As soon as I had this done, I hashed out a training program. I am lucky not to work long hours so I was able to study about 2H every day after coming home from work, and 5H on each weekend day. My main goal was to complete every single question on the official guide. I bought the MGMAT books
for the verbal questions as I was confident in my math skills. My program looked something like this :
Day 1 : PS, questions 1-30
Day 2 : PS, questions 31-60
Day i : PS, (5 questions), DS 1 - 30
Day i+1 : PS, (5 questions), DS 31-60
Day j : PS (5 questions), DS (5 questions), CR 1 - 30...
The idea was to have one main subject that you are currently studying, and while you are on that subject, do about 20-30 questions of that subject every day, as well as 5 questions of any previously studied subject. (This program becomes more and more intense towards the end, because you study a bit of every subject, the idea for this program comes from a post on here, I did not invent this and I thank the author, this training program is great!).
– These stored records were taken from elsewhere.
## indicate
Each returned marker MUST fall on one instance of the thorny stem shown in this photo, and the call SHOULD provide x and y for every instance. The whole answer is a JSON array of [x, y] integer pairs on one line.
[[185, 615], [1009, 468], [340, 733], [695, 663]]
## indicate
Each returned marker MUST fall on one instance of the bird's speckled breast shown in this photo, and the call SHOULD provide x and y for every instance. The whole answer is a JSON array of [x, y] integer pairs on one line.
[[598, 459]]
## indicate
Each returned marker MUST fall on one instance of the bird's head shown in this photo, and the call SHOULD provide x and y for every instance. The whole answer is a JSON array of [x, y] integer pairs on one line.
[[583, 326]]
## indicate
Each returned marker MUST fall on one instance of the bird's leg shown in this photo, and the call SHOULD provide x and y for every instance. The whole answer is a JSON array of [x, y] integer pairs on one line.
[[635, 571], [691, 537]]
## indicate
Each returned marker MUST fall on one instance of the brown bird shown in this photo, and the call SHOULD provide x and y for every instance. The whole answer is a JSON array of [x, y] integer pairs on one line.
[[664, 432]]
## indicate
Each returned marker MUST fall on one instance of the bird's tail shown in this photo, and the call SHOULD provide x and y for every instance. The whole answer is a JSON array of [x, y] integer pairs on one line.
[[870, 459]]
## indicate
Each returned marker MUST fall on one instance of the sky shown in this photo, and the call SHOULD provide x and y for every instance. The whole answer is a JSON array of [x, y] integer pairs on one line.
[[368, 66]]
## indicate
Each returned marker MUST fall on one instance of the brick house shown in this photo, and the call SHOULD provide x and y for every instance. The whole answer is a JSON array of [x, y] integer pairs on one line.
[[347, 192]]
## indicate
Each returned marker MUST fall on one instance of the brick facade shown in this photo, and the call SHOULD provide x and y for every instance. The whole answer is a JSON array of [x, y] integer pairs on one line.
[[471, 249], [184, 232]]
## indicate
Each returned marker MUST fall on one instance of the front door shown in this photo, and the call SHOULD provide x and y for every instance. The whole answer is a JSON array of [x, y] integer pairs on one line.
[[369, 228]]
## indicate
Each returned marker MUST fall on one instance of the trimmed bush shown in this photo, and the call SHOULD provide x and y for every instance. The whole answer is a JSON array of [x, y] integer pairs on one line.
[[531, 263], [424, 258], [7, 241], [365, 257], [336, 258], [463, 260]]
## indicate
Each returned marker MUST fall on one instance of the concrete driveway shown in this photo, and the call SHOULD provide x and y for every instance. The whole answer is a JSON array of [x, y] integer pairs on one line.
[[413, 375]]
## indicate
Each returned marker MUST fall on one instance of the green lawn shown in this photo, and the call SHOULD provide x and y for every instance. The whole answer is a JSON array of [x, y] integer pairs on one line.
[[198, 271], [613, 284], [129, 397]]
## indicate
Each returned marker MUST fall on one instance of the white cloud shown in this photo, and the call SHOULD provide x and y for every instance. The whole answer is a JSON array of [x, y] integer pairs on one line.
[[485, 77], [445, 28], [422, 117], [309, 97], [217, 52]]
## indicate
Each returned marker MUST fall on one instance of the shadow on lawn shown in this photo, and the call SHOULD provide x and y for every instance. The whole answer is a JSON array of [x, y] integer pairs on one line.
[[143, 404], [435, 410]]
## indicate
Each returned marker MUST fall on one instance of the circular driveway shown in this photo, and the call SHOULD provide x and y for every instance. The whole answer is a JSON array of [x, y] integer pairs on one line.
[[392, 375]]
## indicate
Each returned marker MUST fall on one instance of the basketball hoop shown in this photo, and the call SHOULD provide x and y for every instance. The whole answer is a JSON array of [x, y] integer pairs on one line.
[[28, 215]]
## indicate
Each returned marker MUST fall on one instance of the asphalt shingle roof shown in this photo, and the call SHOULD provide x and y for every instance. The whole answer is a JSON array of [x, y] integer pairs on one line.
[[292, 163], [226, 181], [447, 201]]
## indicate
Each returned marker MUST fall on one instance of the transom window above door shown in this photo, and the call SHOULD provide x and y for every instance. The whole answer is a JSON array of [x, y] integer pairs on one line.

During the 2-3 days before starting a new question type, for the English questions (as this was my weakness) I would read through the MGMAT book
corresponding to the question type. The most useful by far was the SC, I do not know if this was because this was my greatest weakness, or if this is the best book, but it really helped. I would use the time I spent in public transport for reading the MGMAT books
and save my evenings for the questions.
My method for doing the OG questions was :
1. Always use a timer, so that you get the feel of the timing you will have to use
2. When you look at the answers, read the explanation for every wrong answer, and make it clear on your page that you got that answer wrong so you can come back to it later. Keep all your answers.
I aimed to finish the OG questions about 5 days before the GMAT, 5 days before the GMAT I did the second GmatPREP test : 770 q50 v44. A great confidence boost.
I then spent the last couple of days before the GMAT reading over the questions I had done wrong, as well as reading the answers of the last 20 questions of each question type to keep all of the methods fresh in my head. I did nothing GMAT related on the day before the GMAT, I went out with some friends for a drink, and had a good long night's sleep.
On the day for the GMAT (9:30AM for me) got up early, had a nice breakfast, and took the test.
Question strategy :
The main thing I learned for math was to slow down. When doing the practice questions, most errors were not from lack of knowledge, but from misreading the question, or assuming something I should not have. Sometimes I would also try and read the question quickly, and end up misunderstanding the question, get started with the calculations, and figure out that I was wrong when my result was not among the answer choices.
Therefore I read every question twice, and this was what helped me most on math.
The most helpful tips are to use Venn Diagrams every time you have this kind of question, and when you have "rate/work" type questions, the first thing you should do it get the "rate/speed" for each of the elements as the solution often comes by adding the speeds.
SC : Using splits is very useful on some questions, but only when the splits are easily visible. On some questions, the order of the elements in the sentence is different for every choice, and finding the splits is hard and long. For these questions my strategy was :
-Write down A B C D E
-Look for mistakes in each choice
-If I found a big mistake, which I was sure about, I would write an X next to the letter
-If I found a small mistake, for example if it was wordy, or felt wrong, I would write a dash next to the letter
At the end, if I had a clear choice I would take it, if not, (for example, 3 Xs and 2 dashes) I would go back and read the "dashes" to try and get the best one.
For the other verbal questions, I did not have any particular strategy.
Good luck for all of your GMAT and admissions!